Ritenuto che, con ricorso depositato il 6 agosto 2018, il Presidente del Consiglio dei ministri, rappresentato e difeso dall’Avvocatura generale dello Stato, ha promosso questione di legittimità costituzionale dell’art. 1 della legge della Regione Campania 30 maggio 2018, n. 23 (Variazione al bilancio di previsione finanziario per il triennio 2018/2020 della Regione Campania. Annualità 2018), in riferimento all’art. 117, primo comma, della Costituzione, in relazione agli obblighi derivanti dagli artt. 107 e 108, paragrafo 3, del Trattato sul funzionamento dell’Unione europea (TFUE), come modificato dall’art. 2 del Trattato di Lisbona del 13 dicembre 2007, ratificato dalla legge 2 agosto 2008, n. 130;

che, secondo il ricorrente, la norma impugnata, nel disporre un intervento finanziario nella misura di euro 6.750.000,00 in favore della società Campania Ambiente e Servizi spa a titolo di ricapitalizzazione ex art. 2447 del codice civile, anche per il ripianamento delle perdite maturate dalla gestione e di parziale ricostituzione del capitale al valore originario di cui all’art. 22 della legge della Regione Campania 27 gennaio 2012, n. l, recante «Disposizioni per la formazione del bilancio annuale 2012 e pluriennale 2012-2014 della Regione Campania (Legge finanziaria regionale 2012)», configurerebbe un aiuto di Stato, in quanto l’importo dell’intervento è nettamente superiore al massimo consentito per applicare il regime di aiuti qualificato «de minimis»;

che l’intervento in oggetto non avrebbe potuto essere, quindi, sottratto alle procedure di verifica preventiva di pertinenza della Commissione europea, all’adempimento delle quali è tenuta anche la Regione Campania;

che, ad avviso del ricorrente, la misura di finanziamento sarebbe illegittima in quanto disposta ed entrata in vigore senza la preventiva notifica alla Commissione europea ai sensi dell’art. 108 TFUE;

che la Regione Campania, adottando la disposizione impugnata, avrebbe ecceduto la propria competenza, incorrendo nella violazione delle disposizioni costituzionali innanzi indicate;

che la Regione Campania si è costituita in giudizio eccependo l’inammissibilità e l’infondatezza del ricorso;

che, successivamente alla presentazione del ricorso, la Regione Campania ha adottato la legge 8 agosto 2018, n. 28 (Misure per l’attuazione degli obbiettivi fissati dal DEFR 2018-2020 – Collegato alla legge di stabilità regionale per l’anno 2018), il cui art. 1, comma 62, ha sostituito la disposizione impugnata;

che, con atto depositato il 24 ottobre 2018, il Presidente del Consiglio dei ministri ha dichiarato di rinunciare al ricorso, in conformità alla delibera adottata dal Consiglio dei ministri nella seduta del 15 ottobre 2018, posto che l’intervenuta modifica della disposizione impugnata consentirebbe di superare le criticità che erano state censurate, determinando, quindi, «il venir meno dell’interesse alla trattazione del ricorso»;

che la Regione Campania, con atto depositato in data 13 novembre 2018, su conforme deliberazione n. 708 del 6 novembre 2018 la Giunta regionale, ha accettato la rinuncia.
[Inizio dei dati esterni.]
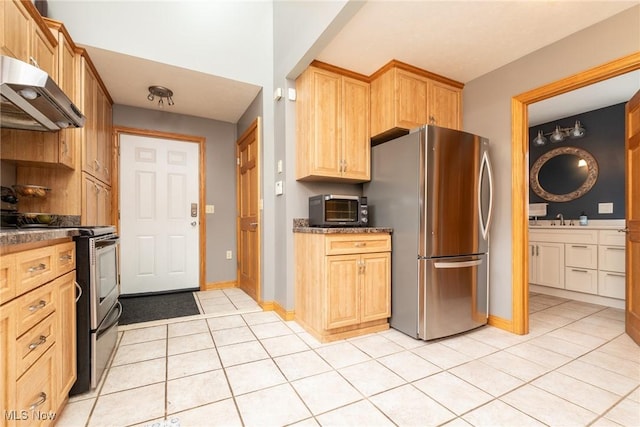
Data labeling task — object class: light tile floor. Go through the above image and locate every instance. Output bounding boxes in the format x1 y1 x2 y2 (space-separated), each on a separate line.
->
56 290 640 427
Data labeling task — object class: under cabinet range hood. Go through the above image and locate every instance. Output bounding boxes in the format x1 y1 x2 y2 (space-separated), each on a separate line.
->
0 55 85 132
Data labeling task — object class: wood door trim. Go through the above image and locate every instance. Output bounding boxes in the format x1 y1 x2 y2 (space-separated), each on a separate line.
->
111 126 207 290
510 52 640 334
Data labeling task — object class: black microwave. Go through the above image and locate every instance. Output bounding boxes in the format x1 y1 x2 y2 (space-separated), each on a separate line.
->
309 194 369 227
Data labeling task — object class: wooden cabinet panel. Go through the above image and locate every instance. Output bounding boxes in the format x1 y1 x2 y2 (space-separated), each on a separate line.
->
296 66 370 182
360 252 391 322
0 255 17 304
371 60 463 142
16 247 55 295
0 303 16 425
294 233 391 342
16 344 58 426
54 242 76 276
16 314 57 377
31 22 58 82
81 173 112 225
0 241 77 426
341 77 371 181
15 282 56 335
427 81 462 129
394 69 428 129
0 0 33 62
55 271 77 402
325 255 360 329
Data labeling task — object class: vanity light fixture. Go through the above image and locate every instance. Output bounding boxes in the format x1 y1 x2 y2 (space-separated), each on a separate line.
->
147 85 175 108
531 120 586 147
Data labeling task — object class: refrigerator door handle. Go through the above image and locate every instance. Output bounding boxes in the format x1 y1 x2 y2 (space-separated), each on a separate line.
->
433 259 482 268
478 151 493 240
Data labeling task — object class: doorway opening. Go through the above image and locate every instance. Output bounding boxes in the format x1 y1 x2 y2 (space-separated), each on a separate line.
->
511 52 640 334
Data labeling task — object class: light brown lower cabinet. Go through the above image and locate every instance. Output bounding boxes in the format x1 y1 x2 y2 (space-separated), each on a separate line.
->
0 239 76 426
294 233 391 342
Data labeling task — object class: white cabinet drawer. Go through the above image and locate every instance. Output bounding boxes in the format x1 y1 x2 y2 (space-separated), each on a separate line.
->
564 243 598 269
598 246 625 273
598 271 625 299
598 231 626 246
565 267 598 294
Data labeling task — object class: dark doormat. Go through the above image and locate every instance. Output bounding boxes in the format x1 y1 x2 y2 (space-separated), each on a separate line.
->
118 292 200 325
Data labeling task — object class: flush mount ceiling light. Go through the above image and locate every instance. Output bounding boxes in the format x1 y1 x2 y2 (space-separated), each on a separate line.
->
532 120 586 147
147 86 174 108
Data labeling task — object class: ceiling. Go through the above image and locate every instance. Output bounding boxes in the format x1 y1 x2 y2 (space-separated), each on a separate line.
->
86 0 640 124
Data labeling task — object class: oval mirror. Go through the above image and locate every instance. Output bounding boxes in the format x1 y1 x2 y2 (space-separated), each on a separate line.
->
529 147 598 202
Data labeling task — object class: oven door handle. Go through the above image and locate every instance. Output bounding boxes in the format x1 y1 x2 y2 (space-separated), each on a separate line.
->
96 301 122 338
Considerato che, con riguardo alla questione proposta, vi è stata rinuncia da parte del Presidente del Consiglio dei ministri, previa conforme deliberazione del Consiglio dei ministri;

che la rinuncia è stata accettata dalla Regione Campania;

che, ai sensi dell’art. 23 delle Norme integrative per i giudizi davanti alla Corte costituzionale, nei giudizi di legittimità costituzionale in via principale, la rinuncia al ricorso, accettata dalla controparte costituita, determina l’estinzione del processo.

Visti gli artt. 26, secondo comma, della legge 11 marzo 1953, n. 87 e 9, comma 2, delle Norme integrative per i giudizi davanti alla Corte costituzionale.

 

per questi motivi

LA CORTE COSTITUZIONALE

dichiara estinto il processo.

Così deciso in Roma, nella sede della Corte costituzionale, Palazzo della Consulta, il 20 marzo 2019.

F.to:

Giorgio LATTANZI, Presidente

Giulio PROSPERETTI, Redattore

Roberto MILANA, Cancelliere

Depositata in Cancelleria l'11 aprile 2019.